WOLF MOON #2
Written by Cullen Bunn
Art by Jeremy Haun and Lee Loughridge
Published by DC Comics/Vertigo
Release Date: January 7, 2015
After a failed confrontation with the Wolf, Dillon reaches out to another victim of the curse — only to discover there may be more than one threat roaming under the full moon. Meanwhile, we get a look back at what seems to be the crucial moment for our scar-faced hero: his own activity as the Wolf.
If there’s one thing to be said for a good horror comic (or book. Or film.), it’s that it sets a really disturbing mood. That’s something the gentlemen creating Wolf Moon seem to have down pat.
It’s not that the story is that complex. Indeed, it’s actually rather straightforward. The Wolf possesses humans once a month, quite unpredictably. The hero — a victim of the Wolf curse himself at one time — wants to destroy it.
But what’s so compelling about the story progression Bunn is slowly rolling out is how the horror of it all is handled. In some cases, we get to only see the aftermath, as with Mason’s face. Juxtapose that with the Wolf ripping a man in half and you begin to imagine the sheer terror that moment of confrontation must have incited for Mason. Dillon’s description of his possession as “drowning in concrete” also just leaves me intensely disturbed, impacted by a sense of dread rather than overt shock.

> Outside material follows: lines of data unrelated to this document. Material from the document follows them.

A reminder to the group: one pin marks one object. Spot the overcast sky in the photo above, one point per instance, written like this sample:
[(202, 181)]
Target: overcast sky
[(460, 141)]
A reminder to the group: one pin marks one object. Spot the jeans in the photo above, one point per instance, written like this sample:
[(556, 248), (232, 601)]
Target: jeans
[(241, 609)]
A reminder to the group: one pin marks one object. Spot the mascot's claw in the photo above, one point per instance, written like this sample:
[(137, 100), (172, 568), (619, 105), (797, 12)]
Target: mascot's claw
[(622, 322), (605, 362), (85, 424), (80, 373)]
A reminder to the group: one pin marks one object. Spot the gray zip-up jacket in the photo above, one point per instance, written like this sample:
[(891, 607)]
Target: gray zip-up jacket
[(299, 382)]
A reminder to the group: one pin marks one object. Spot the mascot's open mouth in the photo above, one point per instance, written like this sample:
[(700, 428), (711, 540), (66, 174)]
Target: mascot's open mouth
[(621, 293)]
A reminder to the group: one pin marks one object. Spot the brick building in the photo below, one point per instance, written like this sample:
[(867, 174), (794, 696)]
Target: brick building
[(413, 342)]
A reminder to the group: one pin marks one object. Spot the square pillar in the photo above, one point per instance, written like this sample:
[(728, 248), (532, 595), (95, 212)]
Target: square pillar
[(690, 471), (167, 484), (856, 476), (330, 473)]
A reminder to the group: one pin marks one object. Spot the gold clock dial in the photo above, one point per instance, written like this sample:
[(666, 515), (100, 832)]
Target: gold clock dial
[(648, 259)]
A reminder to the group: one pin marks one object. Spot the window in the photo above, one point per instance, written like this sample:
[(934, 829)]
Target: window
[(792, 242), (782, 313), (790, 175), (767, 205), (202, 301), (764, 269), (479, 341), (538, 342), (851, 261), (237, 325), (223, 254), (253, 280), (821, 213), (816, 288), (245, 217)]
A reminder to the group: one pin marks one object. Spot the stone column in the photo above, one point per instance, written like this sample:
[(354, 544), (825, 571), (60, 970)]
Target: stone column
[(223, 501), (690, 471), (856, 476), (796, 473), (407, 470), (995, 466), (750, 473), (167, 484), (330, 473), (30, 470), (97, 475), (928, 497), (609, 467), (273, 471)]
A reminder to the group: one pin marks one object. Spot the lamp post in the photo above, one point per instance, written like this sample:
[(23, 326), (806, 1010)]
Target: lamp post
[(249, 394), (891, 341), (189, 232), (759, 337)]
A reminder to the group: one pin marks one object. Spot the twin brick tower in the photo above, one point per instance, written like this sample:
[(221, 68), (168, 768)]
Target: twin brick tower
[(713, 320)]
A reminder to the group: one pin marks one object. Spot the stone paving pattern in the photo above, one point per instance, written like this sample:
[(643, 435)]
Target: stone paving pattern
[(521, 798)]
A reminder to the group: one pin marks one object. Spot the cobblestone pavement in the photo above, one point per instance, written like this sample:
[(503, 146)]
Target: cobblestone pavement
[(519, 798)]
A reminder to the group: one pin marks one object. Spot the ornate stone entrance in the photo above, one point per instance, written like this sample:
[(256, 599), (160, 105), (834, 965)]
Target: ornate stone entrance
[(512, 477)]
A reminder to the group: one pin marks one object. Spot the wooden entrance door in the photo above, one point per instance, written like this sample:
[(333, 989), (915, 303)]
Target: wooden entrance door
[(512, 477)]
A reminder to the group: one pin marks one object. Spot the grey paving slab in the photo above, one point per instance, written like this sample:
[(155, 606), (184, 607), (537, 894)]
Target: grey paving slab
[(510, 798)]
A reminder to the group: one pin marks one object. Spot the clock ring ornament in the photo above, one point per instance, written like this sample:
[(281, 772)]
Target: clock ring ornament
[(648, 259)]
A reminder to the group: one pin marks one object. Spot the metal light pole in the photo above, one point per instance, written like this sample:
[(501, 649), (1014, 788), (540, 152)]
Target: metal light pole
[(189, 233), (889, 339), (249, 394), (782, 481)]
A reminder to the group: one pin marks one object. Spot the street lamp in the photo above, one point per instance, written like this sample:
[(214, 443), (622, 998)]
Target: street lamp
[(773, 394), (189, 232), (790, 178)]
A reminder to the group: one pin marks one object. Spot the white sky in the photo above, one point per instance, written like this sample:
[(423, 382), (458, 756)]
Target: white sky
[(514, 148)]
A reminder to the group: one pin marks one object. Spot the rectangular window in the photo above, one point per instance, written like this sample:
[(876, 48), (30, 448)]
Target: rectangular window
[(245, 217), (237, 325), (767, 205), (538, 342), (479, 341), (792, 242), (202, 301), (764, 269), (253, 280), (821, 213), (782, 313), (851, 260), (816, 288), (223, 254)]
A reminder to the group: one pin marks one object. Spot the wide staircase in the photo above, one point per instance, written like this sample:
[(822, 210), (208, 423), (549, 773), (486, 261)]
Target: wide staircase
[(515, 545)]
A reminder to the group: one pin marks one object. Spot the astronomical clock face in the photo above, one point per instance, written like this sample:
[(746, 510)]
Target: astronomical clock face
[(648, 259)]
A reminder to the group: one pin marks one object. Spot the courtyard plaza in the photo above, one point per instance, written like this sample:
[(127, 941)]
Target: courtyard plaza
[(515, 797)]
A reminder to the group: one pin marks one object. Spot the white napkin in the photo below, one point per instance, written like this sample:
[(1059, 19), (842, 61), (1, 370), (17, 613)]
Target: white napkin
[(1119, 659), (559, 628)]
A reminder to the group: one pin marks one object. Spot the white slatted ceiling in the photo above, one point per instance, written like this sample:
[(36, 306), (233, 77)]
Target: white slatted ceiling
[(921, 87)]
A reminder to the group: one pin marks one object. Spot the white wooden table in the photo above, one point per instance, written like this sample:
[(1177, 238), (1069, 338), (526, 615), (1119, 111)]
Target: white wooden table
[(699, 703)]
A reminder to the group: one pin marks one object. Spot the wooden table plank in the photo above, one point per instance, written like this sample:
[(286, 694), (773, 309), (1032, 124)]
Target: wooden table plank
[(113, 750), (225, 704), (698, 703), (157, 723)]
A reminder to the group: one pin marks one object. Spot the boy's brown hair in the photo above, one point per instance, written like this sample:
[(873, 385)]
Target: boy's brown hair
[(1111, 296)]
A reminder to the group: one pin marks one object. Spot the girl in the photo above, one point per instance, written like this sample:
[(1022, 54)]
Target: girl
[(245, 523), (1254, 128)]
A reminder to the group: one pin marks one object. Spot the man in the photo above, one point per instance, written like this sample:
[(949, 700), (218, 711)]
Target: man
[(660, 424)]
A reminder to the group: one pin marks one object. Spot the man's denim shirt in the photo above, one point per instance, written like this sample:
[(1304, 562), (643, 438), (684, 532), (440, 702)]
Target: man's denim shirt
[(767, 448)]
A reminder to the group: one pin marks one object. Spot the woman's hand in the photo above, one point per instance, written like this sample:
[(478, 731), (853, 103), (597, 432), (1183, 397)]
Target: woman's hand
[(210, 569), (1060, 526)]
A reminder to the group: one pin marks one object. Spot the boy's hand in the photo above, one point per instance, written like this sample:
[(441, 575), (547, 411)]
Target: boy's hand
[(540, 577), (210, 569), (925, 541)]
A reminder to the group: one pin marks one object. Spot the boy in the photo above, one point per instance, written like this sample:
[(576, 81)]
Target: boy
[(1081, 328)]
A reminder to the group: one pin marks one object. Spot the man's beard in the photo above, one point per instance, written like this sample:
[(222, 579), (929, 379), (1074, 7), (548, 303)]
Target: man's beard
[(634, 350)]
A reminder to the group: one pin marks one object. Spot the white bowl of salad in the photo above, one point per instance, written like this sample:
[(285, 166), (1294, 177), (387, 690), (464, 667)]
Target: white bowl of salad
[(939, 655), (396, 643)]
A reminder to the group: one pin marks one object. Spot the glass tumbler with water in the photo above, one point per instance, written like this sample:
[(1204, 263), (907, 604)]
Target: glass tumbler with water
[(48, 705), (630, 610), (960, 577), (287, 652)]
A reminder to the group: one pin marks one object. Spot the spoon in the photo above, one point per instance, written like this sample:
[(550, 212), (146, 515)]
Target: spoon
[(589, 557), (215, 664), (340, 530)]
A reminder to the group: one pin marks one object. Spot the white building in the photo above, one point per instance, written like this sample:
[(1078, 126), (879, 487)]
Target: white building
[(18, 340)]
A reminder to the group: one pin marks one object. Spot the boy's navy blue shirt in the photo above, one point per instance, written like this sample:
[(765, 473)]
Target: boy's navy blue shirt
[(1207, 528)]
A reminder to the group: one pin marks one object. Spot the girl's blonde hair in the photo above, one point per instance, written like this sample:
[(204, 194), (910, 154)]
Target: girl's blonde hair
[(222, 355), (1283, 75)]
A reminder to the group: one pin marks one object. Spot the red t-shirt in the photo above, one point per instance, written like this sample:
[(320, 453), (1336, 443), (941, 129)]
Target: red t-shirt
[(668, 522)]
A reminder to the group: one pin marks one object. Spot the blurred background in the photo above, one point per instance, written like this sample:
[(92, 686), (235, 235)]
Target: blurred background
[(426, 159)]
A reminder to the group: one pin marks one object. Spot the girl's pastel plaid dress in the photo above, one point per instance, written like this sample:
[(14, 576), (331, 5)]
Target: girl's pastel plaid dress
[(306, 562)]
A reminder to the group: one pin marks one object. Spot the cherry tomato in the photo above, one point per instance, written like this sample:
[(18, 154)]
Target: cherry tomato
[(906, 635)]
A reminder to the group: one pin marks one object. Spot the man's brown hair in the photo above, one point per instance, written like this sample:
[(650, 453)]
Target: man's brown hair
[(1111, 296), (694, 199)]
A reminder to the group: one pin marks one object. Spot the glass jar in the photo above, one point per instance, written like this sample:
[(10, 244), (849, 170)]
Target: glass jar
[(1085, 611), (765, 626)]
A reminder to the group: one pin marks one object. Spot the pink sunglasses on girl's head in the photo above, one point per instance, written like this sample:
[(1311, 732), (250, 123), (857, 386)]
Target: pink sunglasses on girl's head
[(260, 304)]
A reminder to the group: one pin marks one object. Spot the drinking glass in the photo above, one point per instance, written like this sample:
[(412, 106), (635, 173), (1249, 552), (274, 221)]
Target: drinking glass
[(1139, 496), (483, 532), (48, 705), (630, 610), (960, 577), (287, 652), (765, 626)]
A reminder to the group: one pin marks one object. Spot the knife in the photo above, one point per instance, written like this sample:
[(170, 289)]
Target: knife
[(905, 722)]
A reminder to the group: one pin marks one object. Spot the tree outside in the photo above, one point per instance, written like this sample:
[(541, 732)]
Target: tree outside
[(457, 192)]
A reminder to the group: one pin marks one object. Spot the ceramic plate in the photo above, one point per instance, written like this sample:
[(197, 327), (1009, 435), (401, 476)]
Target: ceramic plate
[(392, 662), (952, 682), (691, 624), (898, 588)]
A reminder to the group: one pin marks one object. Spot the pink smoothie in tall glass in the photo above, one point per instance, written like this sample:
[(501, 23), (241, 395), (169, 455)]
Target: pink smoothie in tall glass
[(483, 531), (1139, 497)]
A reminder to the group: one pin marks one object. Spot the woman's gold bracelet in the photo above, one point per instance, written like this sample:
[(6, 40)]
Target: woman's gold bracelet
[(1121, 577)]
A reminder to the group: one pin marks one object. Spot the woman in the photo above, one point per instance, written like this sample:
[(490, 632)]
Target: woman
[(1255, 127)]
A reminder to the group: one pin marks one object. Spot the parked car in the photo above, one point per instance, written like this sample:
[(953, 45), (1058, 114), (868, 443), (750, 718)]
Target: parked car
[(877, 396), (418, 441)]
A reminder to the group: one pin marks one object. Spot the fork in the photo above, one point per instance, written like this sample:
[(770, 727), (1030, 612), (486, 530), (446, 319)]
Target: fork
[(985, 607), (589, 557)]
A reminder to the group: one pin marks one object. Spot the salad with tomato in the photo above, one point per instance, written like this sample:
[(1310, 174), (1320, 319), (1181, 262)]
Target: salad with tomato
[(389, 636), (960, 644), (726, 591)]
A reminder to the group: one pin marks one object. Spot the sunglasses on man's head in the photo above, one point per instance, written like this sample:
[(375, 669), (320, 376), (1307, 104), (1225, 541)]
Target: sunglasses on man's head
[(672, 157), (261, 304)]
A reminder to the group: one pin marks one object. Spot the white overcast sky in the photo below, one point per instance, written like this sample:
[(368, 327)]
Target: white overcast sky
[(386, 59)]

There’s no question a lot of the credit has to go to Jeremy Haun’s pencils and inks. His depiction of the Wolf in its full form is at once very attractive and threatening, making it clear to some degree why this monster manages to avoid a point blank death. There’s a awe to its appearance, and the way it moves across the page, leaving readers and characters alike transfixed.
In fact, Haun’s panel layout, like the story, is rather simple, but just nervously lined enough to leave its eerie mark. Panel edges are not perfect lines, but almost seem ready to jump in reaction to what’s coming up next. It’s a tactic that’s really effective for this type of storytelling, packing a lot of emotional weight in single lines and borders. Quite clever indeed.
Overall, I’m enjoying the build Bunn and Haun are bringing to this story, concentrating more on mood than outright frights to grab their readers and shakes the scares out of them. Wolf Moon #2 gives us just enough of the latter to live up to our expectations of a traditional werewolf story, but more than enough of the former to keep me on the edge of my seat, rocking nervously as I turn the page.